Multifractal analysis of model fractal and multifractal signals

One of the topical directions of modern fractal radio physics is the multifractal analysis of signals and processes of various origins. A set of deterministic and stochastic models of monofractal and multifractal signals and processes in the time domain is proposed. New multifractal signal characteristics, namely, the coefficient of asymmetry of the multifractal spectrum function, the relative width of the multifractal spectrum and the dimension of the multifractal support, are introduced, the necessity of their use is demonstrated on examples. Using Wavelet Transform Modulus Maxima Method and Multi-Fractal Detrended Fluctuation Analysis Method, a detailed multifractal analysis of model signals is performed. The features of multifractal analysis of monofractal, multifractal and non-fractal signals are established, the appropriate recommendations for practitioners are formulated. Convenient formats for presenting analysis results have been developed.

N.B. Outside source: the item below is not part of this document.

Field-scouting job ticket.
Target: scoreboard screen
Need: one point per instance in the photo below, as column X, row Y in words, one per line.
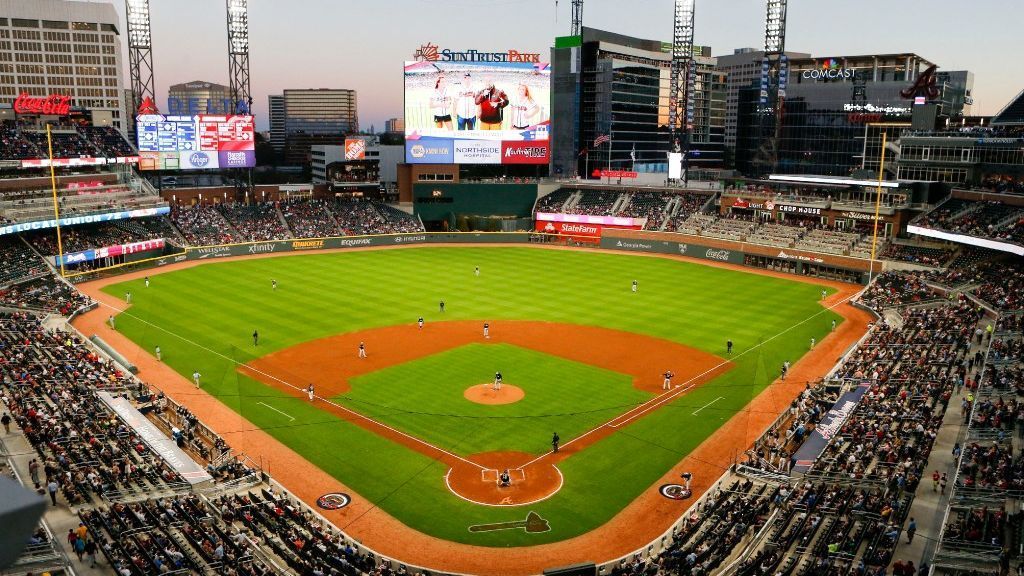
column 195, row 142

It was found that during the transition of the multifractal signal to the monofractal regime, the function of the multifractal spectrum of the physical fractal does not collapse into a point, as it should happen in theory for a mathematical fractal. Threshold values of multifractal characteristics, which are indicators of the appearance of the monofractal, are proposed. It has been shown that multifractal analysis of non-fractal signals leads to the appearance of multifractal spectra with anomalous values of multifractal characteristics. The correction function method is modified for the methods of multifractal analysis of signals and processes. It is proved that its usage makes it possible to reduce the deviation of the obtained estimate of the generalized Hurst exponent from the true known value of the Hölder exponent of the analyzed signal from 5 – 90% to 3 – 8%.